This is the passage from Matthew 7:24-28, " 'Therefore everyone who hears these words of mine and puts them into practice is like a wise man who built his house on the rock. The rain came down, the streams rose, and the winds blew and beat against that house; yet it did not fall, because it had its foundation on the rock. But everyone who hears these words of mine and does not put them into practice is like a foolish man who built his house on sand. The rain came down, the streams rose, and the winds blew and beat against that house, and it fell with a great crash.' When Jesus had finished saying these things, the crowds were amazed at his teaching..."
I can't remember the last time I read or even thought about this parable though I've come across similar truths in Psalms quite a bit lately. I love reading these popular "children's Bible stories" and being reminded of how relevant they are to me.

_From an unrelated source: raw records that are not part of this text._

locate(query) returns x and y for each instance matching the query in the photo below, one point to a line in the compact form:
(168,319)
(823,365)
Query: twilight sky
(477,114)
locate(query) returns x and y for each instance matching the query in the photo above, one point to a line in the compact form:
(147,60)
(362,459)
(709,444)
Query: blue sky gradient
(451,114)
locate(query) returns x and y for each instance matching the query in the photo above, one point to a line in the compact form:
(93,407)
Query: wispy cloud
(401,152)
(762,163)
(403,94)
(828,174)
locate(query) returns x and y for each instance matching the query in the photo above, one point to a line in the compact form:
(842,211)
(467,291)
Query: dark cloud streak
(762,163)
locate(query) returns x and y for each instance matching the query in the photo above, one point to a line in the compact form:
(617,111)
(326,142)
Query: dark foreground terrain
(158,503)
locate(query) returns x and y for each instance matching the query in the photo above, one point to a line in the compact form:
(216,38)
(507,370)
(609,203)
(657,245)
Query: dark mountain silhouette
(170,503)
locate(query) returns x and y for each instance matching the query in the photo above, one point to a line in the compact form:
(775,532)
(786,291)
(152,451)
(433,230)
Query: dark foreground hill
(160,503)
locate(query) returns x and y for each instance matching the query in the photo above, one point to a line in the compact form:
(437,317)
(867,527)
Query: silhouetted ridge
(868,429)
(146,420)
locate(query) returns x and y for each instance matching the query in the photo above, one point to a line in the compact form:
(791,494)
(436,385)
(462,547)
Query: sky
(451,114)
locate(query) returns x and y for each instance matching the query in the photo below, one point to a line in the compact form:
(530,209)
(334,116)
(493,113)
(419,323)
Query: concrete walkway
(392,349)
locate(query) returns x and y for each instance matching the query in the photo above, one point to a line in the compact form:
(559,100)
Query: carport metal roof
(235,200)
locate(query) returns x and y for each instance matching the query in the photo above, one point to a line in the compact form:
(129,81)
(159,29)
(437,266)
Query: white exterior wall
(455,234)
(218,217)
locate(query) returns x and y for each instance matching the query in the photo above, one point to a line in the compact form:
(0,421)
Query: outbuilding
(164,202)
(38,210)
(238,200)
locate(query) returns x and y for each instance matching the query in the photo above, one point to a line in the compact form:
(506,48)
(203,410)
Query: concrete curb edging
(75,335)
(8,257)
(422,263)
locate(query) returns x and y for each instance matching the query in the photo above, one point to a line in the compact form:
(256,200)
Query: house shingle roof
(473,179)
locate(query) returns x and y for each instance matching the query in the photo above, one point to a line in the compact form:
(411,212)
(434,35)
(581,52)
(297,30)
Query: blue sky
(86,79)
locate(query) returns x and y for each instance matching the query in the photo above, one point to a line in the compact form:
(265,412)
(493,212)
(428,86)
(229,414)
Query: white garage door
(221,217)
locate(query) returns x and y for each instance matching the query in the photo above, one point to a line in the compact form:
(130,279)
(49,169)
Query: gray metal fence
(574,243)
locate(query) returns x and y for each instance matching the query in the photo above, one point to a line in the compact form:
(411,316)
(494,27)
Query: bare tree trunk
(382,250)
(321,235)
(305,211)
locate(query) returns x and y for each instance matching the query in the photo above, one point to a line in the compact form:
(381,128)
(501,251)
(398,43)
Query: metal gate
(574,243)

I feel very blessed that I have not experienced the number or severity of storms that some have been subject to, though I am sure my turns will come in time. But I have observed people in my life who have built their house on the rock and others who have built their house on the sand. I'm sure everyone thinks they are building their house (life) on a rock. Who would knowingly and purposely build their life on hopeless lies that crash you down when things gets rough? But the aftermath of a storm is the proof of whether someones foundation was built on rock or sand. I love that this passage defines what the rock is so no one has to wonder. Building your life's foundation on the rock means hearing (or reading) Jesus' words AND putting them into practice.
I've witnessed the lives of those whose foundations are built on Jesus and the truth of his Word as they've endured some seriously crazy storms that I do not envy. Yet their hope, joy, peace and confidence has remained strong. It is such an encouragement to me as I strive to build a strong foundation, waiting for the next storm. It confirms what I've been reading about joy in the midst of suffering as I study Philippians.
At the same time I am saddened when I see so many others I know get beat on by fierce storms and they fall apart - they drown in depression, hopelessness, sadness, fear, and worry. Apparently their foundation was built on the sand - other personal relationships, careers, money, materialism, religion, psychology, politics, etc. While these "materials" can all be used to build a wonderful house, they make a lousy foundation and are as stable as sand during the big storms.
Whatever storms may blow and beat against me, I know my foundation has been and is being built on the rock, therefore I will not fall. I love you, Lord. You are my strength. The Lord is my rock, my protection, my salvation. My God is my rock. I can run to him for safety. He is my shield and my saving strength, my high tower. (King David agreed in Psalm 18:1-2.)